Kia makes no grand claims for the Cadenza's performance; and for those wanting a big sedan that appeals mostly on value, comfort, and style, it's not going to disappoint.
The 2014 Kia Cadenza is relatively quick and responsive for a car its size. That said, those who want something verging on a sport sedan are going to find that the Cadenza is missing some of the fine aesthetic nuance that can make a large, front-wheel-drive sedan rewarding to drive, and much of that is a matter of steering and handling.
Power is provided by a 3.3-liter V-6, making 293 horsepower and 255 pound-feet. This new-generation, all-aluminum engine is direct-injected, with dual continuous variable valve timing, a timing chain, and three-stage variable induction.
The Cadenza's V-6 doesn't make all that much torque at the low end of the rev band (Toyota's V-6 in the Avalon feels perkier that way), which means that stepping away from a standing start, or up a steep hill, feel a bit more sluggish than you'd guess from its power output—until the revs build, and then you rocket ahead. Meanwhile fifth and sixth gear are quite tall, so the transmission downshifts frequently on long highway grades, or when simply resuming the cruise control from small drops in speed.

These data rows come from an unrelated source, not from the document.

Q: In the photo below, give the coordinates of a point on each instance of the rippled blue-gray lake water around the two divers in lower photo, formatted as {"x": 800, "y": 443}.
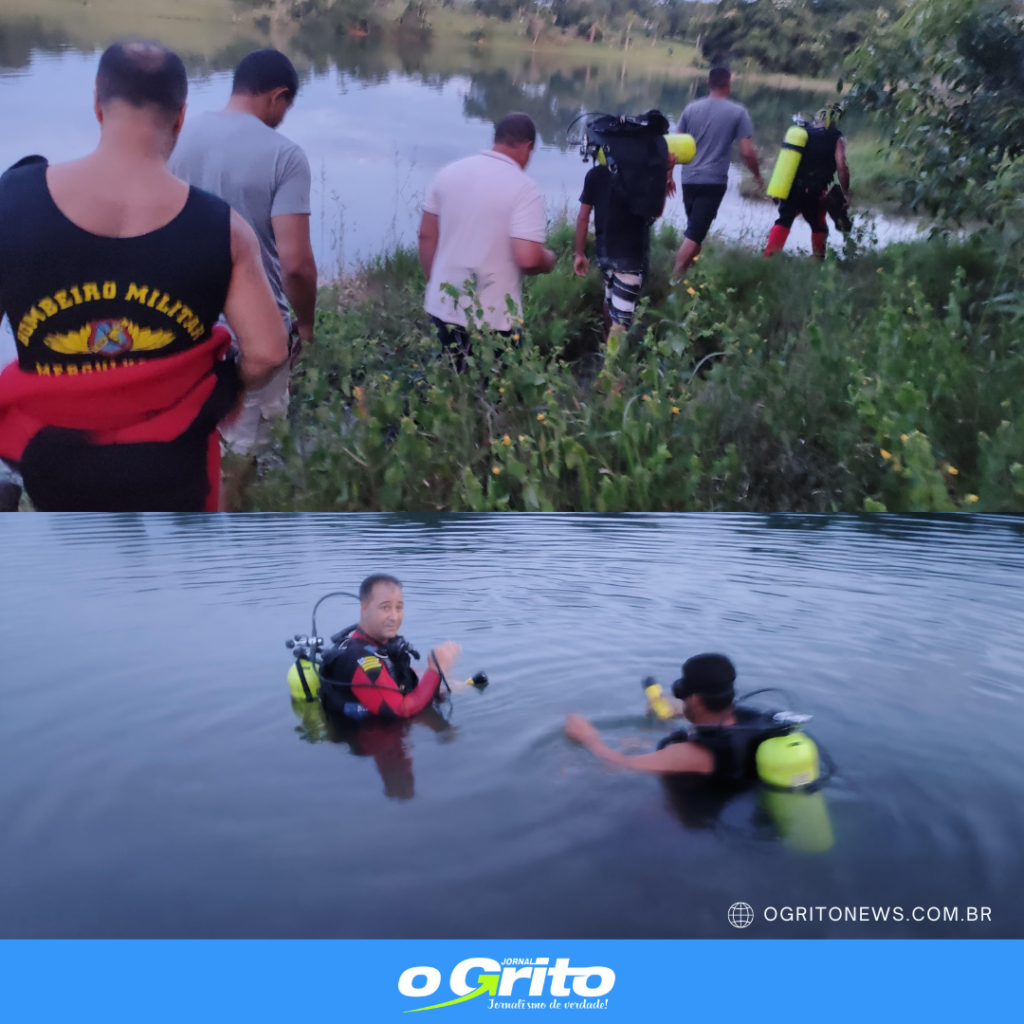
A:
{"x": 155, "y": 780}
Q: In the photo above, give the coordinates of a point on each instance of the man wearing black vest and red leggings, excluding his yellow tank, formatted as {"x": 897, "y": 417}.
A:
{"x": 824, "y": 158}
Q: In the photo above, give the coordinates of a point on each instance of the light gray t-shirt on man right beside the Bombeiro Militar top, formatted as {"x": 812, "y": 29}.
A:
{"x": 259, "y": 173}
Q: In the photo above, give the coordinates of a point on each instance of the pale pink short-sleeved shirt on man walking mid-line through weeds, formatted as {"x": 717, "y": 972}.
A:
{"x": 482, "y": 203}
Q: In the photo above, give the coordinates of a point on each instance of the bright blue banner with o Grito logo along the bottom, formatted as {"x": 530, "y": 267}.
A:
{"x": 192, "y": 983}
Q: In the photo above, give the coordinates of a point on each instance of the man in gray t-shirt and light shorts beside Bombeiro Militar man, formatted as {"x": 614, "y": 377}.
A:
{"x": 237, "y": 154}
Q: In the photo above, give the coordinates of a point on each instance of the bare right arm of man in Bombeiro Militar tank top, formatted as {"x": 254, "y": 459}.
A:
{"x": 252, "y": 312}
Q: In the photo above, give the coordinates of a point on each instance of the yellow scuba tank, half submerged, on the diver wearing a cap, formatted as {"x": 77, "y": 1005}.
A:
{"x": 790, "y": 764}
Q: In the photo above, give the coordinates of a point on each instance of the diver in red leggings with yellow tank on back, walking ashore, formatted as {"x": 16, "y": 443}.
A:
{"x": 815, "y": 154}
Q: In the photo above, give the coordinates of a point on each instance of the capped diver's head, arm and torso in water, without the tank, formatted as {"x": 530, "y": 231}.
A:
{"x": 723, "y": 739}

There's no sport mode for the powertrain or the stability control. There are however steering-wheel paddle-shifters, plus a manual gate, that let you manually command the gears.
Push the Cadenza (about 3,800 pounds as we tested it) hard into a corner, and you'll realize quickly that this is no sport sedan; the body control is better than some other large sedans, but it has neither the steering feel nor the transition chops to satisfy enthusiasts. Whether in steering feel, body control, or general responsiveness, this is a car that feels athletic enough on the twisty sections, provided you're not truly expecting to extract the most out of curvy canyon roads or hustling on country back roads. Brakes feel surprisingly strong and confident, however.
Steering feel is on the light side, and while it loads up enough off center to be helpful, there's very little, if any, feel of the road. It also requires more attention and small adjustments than it should at highway cruising speeds; although it adds up to great maneuverability at parking speeds.